Ifremer, Laboratoire Phycotoxines, Centre Atlantique, 44311 Nantes Cedex, France.
Toxicon. 2013 Dec 1;75:16-26. doi: 10.1016/j.toxicon.2013.05.001. Epub 2013 May 30.
Following a review of official control data on shellfish in France, Ingril Lagoon had been identified as a site where positive mouse bioassays for lipophilic toxins had been repeatedly observed. These unexplained mouse bioassays, also called atypical toxicity, coincided with an absence of regulated toxins and rapid death times in mice observed in the assay. The present study describes pinnatoxin G as the main compound responsible for the toxicity observed using the mouse bioassay for lipophilic toxins. Using a well-characterised standard for pinnatoxin G, LC-MS/MS analysis of mussel samples collected from 2009 to 2012 revealed regular occurrences of pinnatoxin G at levels sufficient to account for the toxicity in the mouse bioassays. Baseline levels of pinnatoxin G from May to October usually exceeded 40 μg kg(-1) in whole flesh, with a maximum in September 2010 of around 1200 μg kg(-1). These concentrations were much greater than those at the other 10 sites selected for vigilance testing, where concentrations did not exceed 10 μg kg(-1) in a 3-month survey from April to July 2010, and where rapid mouse deaths were not typically observed. Mussels were always more contaminated than clams, confirming that mussel is a good sentinel species for pinnatoxins. Profiles in mussels and clams were similar, with the concentration of pinnatoxin A less than 2% that of pinnatoxin G, and pteriatoxins were only present in non-quantifiable traces. Esters of pinnatoxin G could not be detected by analysis of extracts before and after alkaline hydrolysis. Analysis with a receptor-binding assay showed that natural pinnatoxin G was similarly active on the nicotinic acetylcholine receptor as chemically synthesized pinnatoxin G. Culture of Vulcanodinium rugosum, previously isolated from Ingril lagoon, confirmed that this alga is a pinnatoxin G producer (4.7 pg cell(-1)). Absence of this organism from the water column during prolonged periods of shellfish contamination and the dominance of non-motile life stages of V. rugosum both suggest that further studies will be required to fully describe the ecology of this organism and the accumulation of pinnatoxins in shellfish.

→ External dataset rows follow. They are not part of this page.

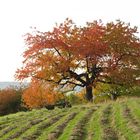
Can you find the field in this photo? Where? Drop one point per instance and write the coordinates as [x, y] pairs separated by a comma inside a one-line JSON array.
[[111, 121]]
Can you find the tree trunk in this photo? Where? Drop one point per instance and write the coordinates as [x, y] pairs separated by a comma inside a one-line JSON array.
[[89, 95]]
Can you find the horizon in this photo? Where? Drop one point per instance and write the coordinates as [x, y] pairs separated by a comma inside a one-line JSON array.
[[17, 18]]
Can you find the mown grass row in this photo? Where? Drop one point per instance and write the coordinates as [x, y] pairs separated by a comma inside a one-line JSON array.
[[111, 121]]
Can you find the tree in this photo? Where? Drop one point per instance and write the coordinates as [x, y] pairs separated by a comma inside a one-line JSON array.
[[71, 56]]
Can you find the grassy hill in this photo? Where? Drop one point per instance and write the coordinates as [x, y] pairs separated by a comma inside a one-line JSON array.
[[111, 121]]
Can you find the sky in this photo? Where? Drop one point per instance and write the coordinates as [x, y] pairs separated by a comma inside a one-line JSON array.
[[18, 16]]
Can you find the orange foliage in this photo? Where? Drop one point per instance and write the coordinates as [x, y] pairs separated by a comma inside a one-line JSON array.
[[8, 97], [82, 56]]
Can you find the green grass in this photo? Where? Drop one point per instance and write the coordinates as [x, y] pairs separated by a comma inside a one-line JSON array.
[[111, 121]]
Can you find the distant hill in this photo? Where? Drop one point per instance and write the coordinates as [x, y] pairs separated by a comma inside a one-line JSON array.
[[10, 84]]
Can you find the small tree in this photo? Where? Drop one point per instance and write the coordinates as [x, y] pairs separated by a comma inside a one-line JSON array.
[[71, 56]]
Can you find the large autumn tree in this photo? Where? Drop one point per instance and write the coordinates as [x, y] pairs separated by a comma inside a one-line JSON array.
[[71, 55]]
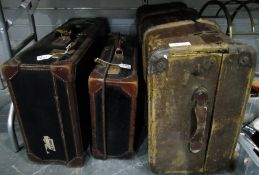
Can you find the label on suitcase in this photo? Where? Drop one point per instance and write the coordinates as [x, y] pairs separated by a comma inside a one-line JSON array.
[[44, 85], [113, 89]]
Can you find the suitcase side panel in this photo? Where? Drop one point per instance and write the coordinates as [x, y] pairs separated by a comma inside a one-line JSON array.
[[232, 95], [172, 121], [33, 120], [120, 107], [67, 123]]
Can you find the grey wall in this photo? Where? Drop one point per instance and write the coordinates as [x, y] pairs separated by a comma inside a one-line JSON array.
[[121, 13]]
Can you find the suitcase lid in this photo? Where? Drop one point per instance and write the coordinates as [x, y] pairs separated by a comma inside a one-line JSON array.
[[117, 59], [65, 44], [187, 37], [174, 15]]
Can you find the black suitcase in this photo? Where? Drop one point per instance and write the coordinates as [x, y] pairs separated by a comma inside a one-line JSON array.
[[48, 88]]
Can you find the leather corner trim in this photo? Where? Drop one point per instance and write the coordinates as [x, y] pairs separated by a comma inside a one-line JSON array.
[[9, 71], [77, 162], [65, 73]]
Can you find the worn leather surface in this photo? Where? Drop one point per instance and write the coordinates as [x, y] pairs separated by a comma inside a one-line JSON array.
[[113, 132], [208, 59], [48, 96]]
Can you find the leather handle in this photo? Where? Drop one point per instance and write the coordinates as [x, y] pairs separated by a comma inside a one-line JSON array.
[[118, 51], [200, 98]]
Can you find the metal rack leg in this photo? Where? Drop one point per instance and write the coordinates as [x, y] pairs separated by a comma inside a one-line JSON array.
[[11, 129]]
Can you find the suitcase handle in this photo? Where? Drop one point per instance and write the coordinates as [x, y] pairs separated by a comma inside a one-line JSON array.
[[200, 97]]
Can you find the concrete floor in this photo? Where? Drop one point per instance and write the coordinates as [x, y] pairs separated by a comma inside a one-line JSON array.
[[18, 164]]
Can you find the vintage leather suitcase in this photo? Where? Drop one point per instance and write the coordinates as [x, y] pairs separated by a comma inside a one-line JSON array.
[[113, 94], [49, 91], [150, 10], [198, 82]]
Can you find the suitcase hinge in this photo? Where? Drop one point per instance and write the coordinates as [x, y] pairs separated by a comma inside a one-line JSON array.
[[200, 97]]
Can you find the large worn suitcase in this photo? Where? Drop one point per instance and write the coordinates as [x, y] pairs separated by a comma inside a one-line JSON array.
[[198, 82], [147, 11], [46, 83], [151, 19], [151, 15], [113, 90]]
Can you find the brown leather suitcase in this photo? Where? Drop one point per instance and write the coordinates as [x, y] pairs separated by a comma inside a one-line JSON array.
[[46, 83], [198, 82], [113, 90]]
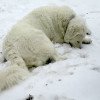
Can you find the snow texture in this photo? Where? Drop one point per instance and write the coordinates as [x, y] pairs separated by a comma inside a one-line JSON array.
[[77, 77]]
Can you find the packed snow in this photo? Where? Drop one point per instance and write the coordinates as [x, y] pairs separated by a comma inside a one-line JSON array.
[[77, 77]]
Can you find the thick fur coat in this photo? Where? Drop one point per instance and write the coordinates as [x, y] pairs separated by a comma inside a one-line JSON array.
[[29, 43]]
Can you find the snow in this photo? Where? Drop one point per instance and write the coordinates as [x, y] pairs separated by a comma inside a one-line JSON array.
[[77, 77]]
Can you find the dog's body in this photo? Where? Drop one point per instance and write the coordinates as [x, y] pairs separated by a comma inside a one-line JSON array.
[[28, 43]]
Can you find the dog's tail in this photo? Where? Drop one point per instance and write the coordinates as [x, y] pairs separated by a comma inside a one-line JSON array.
[[12, 75]]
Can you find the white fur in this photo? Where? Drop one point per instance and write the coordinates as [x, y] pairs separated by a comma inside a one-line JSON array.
[[29, 44]]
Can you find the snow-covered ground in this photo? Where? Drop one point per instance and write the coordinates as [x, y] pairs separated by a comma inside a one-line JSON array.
[[77, 77]]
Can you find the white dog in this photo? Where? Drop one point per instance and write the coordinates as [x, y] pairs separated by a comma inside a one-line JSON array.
[[28, 44]]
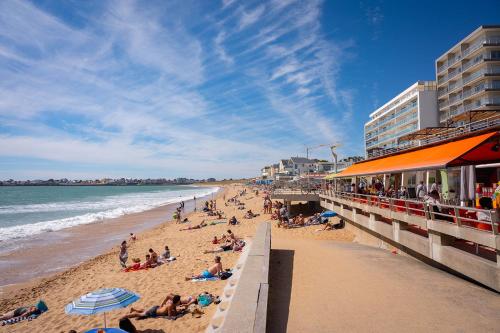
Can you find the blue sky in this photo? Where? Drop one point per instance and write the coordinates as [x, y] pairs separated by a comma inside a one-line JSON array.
[[206, 88]]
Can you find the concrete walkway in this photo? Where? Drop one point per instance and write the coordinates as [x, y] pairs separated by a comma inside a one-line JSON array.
[[328, 286]]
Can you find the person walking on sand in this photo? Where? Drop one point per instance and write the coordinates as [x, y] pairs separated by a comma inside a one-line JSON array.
[[123, 254]]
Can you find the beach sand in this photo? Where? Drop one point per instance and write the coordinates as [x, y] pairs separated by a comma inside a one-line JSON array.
[[152, 285]]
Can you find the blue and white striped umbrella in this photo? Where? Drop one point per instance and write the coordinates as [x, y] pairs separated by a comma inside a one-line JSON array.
[[101, 300], [328, 213]]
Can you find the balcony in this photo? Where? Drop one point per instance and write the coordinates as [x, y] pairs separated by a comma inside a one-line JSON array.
[[473, 47], [482, 102], [444, 104]]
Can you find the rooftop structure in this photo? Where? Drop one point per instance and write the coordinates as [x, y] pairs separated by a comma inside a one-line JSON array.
[[468, 75], [411, 110]]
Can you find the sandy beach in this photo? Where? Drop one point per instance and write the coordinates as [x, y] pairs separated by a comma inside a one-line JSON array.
[[152, 285]]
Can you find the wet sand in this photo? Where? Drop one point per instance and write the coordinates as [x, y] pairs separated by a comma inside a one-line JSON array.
[[152, 285], [52, 252]]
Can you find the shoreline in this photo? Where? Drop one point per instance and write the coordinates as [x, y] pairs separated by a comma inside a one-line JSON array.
[[104, 271], [28, 264]]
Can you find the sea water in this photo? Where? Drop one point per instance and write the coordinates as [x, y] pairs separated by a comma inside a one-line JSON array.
[[26, 211]]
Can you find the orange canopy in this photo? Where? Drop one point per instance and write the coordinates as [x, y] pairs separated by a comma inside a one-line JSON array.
[[435, 157]]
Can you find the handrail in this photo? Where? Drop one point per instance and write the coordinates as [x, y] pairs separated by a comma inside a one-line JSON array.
[[462, 216]]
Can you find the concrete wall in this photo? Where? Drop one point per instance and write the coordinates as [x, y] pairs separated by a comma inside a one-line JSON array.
[[244, 305], [435, 249]]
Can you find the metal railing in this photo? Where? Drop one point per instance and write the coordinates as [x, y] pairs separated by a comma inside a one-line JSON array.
[[461, 216], [441, 136], [473, 47]]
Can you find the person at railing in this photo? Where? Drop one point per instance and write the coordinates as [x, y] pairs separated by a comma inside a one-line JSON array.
[[487, 204], [421, 190], [403, 193]]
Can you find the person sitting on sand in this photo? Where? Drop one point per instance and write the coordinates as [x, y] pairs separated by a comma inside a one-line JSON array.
[[154, 256], [123, 254], [167, 308], [198, 226], [214, 271], [166, 254], [235, 245], [135, 266], [21, 312], [232, 221], [148, 263]]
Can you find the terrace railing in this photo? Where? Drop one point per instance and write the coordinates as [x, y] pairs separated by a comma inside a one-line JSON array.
[[461, 216]]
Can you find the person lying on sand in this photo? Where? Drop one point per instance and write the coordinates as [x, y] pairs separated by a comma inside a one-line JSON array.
[[167, 308], [21, 312], [198, 226], [184, 302], [250, 215], [235, 245], [228, 236], [214, 271]]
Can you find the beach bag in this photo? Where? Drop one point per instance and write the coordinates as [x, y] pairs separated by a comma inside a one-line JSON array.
[[42, 306], [204, 300]]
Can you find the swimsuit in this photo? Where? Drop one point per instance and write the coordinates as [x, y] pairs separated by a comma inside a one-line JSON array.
[[207, 274], [151, 313], [20, 311]]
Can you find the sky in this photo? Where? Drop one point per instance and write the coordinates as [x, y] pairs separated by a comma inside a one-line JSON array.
[[198, 89]]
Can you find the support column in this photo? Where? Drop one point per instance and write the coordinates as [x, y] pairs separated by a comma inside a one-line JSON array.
[[397, 226], [436, 242]]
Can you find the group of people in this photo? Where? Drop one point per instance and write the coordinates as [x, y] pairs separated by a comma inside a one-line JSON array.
[[228, 242], [152, 259]]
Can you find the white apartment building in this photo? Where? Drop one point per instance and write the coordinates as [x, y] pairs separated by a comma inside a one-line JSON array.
[[468, 75], [411, 110]]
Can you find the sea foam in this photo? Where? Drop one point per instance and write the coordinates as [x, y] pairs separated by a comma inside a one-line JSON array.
[[108, 208]]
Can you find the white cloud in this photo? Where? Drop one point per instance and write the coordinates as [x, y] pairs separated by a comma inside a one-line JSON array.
[[219, 48], [143, 89], [250, 17]]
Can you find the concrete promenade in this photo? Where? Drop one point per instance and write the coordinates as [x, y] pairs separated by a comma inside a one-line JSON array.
[[329, 286]]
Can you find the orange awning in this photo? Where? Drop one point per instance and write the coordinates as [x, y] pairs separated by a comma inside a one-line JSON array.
[[434, 157]]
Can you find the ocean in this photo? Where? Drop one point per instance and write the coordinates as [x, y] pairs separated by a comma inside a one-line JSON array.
[[27, 211]]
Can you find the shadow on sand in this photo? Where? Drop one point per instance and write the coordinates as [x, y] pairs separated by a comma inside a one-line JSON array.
[[280, 289]]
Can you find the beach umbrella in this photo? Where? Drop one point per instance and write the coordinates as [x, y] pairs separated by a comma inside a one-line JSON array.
[[101, 301], [108, 330], [328, 213]]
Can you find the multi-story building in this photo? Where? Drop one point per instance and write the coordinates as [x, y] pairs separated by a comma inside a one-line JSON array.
[[411, 110], [468, 75]]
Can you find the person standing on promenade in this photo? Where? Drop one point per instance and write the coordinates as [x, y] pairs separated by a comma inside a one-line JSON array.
[[421, 190], [123, 254]]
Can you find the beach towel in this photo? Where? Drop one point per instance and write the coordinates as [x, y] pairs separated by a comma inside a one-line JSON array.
[[180, 314], [18, 319], [134, 269], [217, 222], [215, 278]]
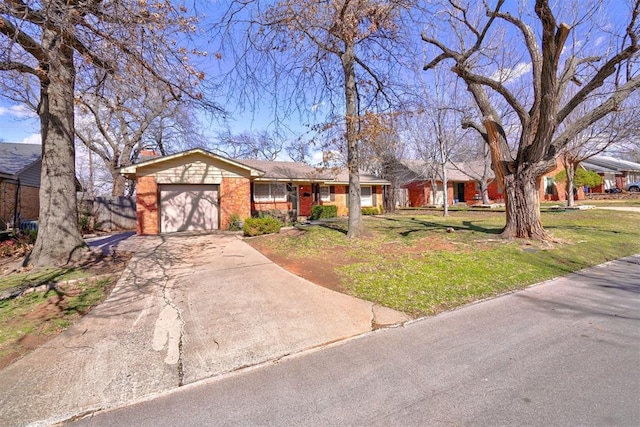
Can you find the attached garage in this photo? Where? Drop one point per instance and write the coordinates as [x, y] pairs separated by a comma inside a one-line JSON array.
[[191, 191], [189, 207]]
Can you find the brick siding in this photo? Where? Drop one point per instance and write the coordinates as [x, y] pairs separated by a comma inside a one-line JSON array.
[[147, 205], [235, 198]]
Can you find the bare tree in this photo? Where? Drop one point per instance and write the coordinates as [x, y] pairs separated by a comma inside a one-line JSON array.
[[48, 44], [264, 145], [330, 56], [436, 131], [594, 140], [382, 151], [118, 118], [606, 72]]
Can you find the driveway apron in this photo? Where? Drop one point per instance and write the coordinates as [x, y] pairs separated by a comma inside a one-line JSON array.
[[186, 308]]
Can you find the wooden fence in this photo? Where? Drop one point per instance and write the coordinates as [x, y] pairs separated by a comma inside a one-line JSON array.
[[111, 213]]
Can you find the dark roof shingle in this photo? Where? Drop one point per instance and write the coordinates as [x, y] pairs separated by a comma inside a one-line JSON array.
[[16, 157]]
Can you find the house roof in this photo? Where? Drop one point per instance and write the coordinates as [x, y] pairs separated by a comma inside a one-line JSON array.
[[298, 171], [268, 170], [286, 171], [14, 158], [131, 170], [342, 177], [610, 164], [456, 171]]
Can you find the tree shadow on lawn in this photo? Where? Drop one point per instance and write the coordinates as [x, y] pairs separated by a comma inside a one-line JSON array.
[[407, 230], [586, 228]]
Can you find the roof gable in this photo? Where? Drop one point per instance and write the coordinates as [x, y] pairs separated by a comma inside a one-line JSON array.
[[186, 156]]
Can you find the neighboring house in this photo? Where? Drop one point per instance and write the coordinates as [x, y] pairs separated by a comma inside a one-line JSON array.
[[616, 174], [199, 190], [463, 184], [19, 182]]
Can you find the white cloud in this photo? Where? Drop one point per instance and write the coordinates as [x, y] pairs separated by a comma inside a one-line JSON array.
[[509, 74], [34, 138], [18, 111]]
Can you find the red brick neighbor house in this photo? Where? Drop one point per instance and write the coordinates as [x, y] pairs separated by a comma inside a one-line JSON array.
[[463, 184], [20, 166], [616, 174], [199, 190]]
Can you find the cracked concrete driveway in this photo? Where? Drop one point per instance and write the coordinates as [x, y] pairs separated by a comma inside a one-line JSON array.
[[187, 307]]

在对法国贝类的官方监测数据进行审查后,发现英吉利拉戈恩湾是一个脂溶性贝类毒素阳性小鼠生物测定结果反复出现的地点。这些无法解释的小鼠生物测定结果,也称为非典型毒性,与监测到的实验中无监管毒素和小鼠快速死亡时间一致。本研究描述了齿螺毒素 G 是导致使用脂溶性贝类毒素小鼠生物测定观察到的毒性的主要化合物。使用齿螺毒素 G 的特征明确的标准品,对 2009 年至 2012 年采集的贻贝样本进行 LC-MS/MS 分析显示,齿螺毒素 G 的水平经常出现,足以解释小鼠生物测定中的毒性。5 月至 10 月,整个贻贝肉中的齿螺毒素 G 基线水平通常超过 40μg/kg,2010 年 9 月最高值约为 1200μg/kg。这些浓度远高于其他 10 个选择进行警戒性测试的地点,在 2010 年 4 月至 7 月为期 3 个月的调查中,这些地点的浓度从未超过 10μg/kg,也没有典型的快速小鼠死亡。贻贝的污染程度总是高于蛤,这证实贻贝是齿螺毒素的良好监测物种。贻贝和蛤中的浓度相似,齿螺毒素 A 的浓度不到齿螺毒素 G 的 2%,而 pteriatoxins 仅以无法定量的痕迹存在。在碱性水解前后对提取物进行分析,未能检测到齿螺毒素 G 的酯。用受体结合测定法分析表明,天然齿螺毒素 G 对烟碱型乙酰胆碱受体的活性与化学合成的齿螺毒素 G 相似。从英吉利拉戈恩湾分离出的 Vulcanodinium rugosum 的培养证实,这种藻类是齿螺毒素 G 的生产者(4.7pg 细胞(-1))。在贝类受污染的长时间内,该生物在水柱中不存在,并且 V. rugosum 的非运动生活阶段占主导地位,这表明需要进一步研究来充分描述该生物的生态学及其在贝类中的积累。